Beethoven ohne Denkmal – Das Busch Trio lässt den jungen Meister funkeln

Der Name Beethoven weckt oft Bilder von Schwere und Schicksal. Man erwartet das Ringen, die heroische Geste, die gefurchte Stirn. Wer jedoch die neue Aufnahme des Busch Trios bei Alpha Classics einlegt, wird angenehm eines Besseren belehrt. Mathieu van Bellen, Ori Epstein und Omri Epstein präsentieren in der zweiten Folge ihrer Gesamteinspielung der Klaviertrios den jungen Beethoven – jenen Bonner Wahlwiener, der vor allem eines wollte: glänzen, überraschen und den etablierten Meistern zeigen, wo der Hammer hängt. Das Programm ist klug gewählt und setzt bewusst auf Spielfreude statt auf Pathos.
Den Auftakt bildet das Trio in G-Dur op. 1 Nr. 2. Schon die ersten Takte fesseln: Die Violine tritt fragend in den Raum, wird vom Klavier energisch kontert – und jede Skepsis löst sich sofort auf. Das Busch Trio kostet diesen festlichen Kontrast mit sichtlichem Vergnügen aus. Im Largo con espressione verwandelt Omri Epstein das Klavier in einen wahrhaft singenden Partner. Seine filigrane, kristallklare Artikulation lässt einen Haydn’schen Geist spüren, den Beethoven zeitlebens herunterzuspielen versuchte. Das Ensemble beweist das Gegenteil: Wiener Charme und formale Strenge sind hier gelungen ausbalanciert. Das Scherzo besticht durch schrulligen Witz, das Presto-Finale feiert mitreißenden Übermut und ein rasantes, ironisches Motivspiel.
Ein besonderes Juwel ist das frühe Trio in Es-Dur WoO 38. Lange als bloße Gelegenheitsarbeit unterschätzt, entfaltet es hier eine erstaunliche Leuchtkraft. Obwohl es keinen langsamen Satz enthält und alle drei Sätze in derselben Tonart stehen, wirkt es nie eintönig. Ori Epstein gibt dem Cello eine wunderbare Eigenständigkeit und sangliche Wärme. Besonders das abschließende Rondo verzaubert mit einem wiegenden Tanzrhythmus, der immer wieder mit charmanten Ecken und Kanten aufwartet.
Die Aufnahme aus dem Brüsseler Studio 4 klingt hervorragend: natürlich, transparent und mit spürbarer Präsenz. Man hört das Holz der Instrumente, das Atmen der Phrasen und die besondere Vertrautheit eines Ensembles, das seit vielen Jahren zusammen musiziert.

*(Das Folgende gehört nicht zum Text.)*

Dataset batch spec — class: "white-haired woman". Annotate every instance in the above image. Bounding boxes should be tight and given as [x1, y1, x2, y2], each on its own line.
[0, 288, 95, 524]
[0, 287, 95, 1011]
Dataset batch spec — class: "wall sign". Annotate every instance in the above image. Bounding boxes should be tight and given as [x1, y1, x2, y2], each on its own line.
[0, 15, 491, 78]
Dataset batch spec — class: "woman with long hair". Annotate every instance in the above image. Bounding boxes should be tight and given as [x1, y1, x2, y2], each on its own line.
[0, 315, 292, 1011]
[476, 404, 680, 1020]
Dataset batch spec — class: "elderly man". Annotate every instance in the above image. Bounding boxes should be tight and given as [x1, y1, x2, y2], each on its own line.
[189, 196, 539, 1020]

Im Allegretto in Es-Dur Hess 48 zeigt sich Beethoven als experimentierfreudiger junger Komponist. Das Stück tänzelt leichtfüßig, geradezu wie eine Barcarolle, die jederzeit ins Scherzo kippen könnte, doch stets die klassische Balance wahrt. Der zeitliche Sprung ins Jahr 1812 führt zum Allegretto in B-Dur WoO 39, geschrieben für die kleine Maximiliane Brentano. Das Busch Trio widersteht jeder Versuchung der Überfrachtung und lässt die häusliche, zärtliche Intimität dieses Miniatur-Sonatensatzes schlicht und berührend erklingen.
Den glanzvollen Abschluss bilden die Variationen in Es-Dur op. 44. In vierzehn Variationen durchmessen die Musiker ein ganzes Spektrum an Stimmungen: virtuos, tänzerisch, humorvoll und – in der dunklen dreizehnten Variation in Es-Moll – plötzlich von ernster Tiefe. Diese Ernsthaftigkeit wird vom Busch Trio mit großer Intensität ausgelotet, bevor die Heiterkeit zurückkehrt und die Coda über ein nachdenkliches Andante in ein befreiendes Presto mündet.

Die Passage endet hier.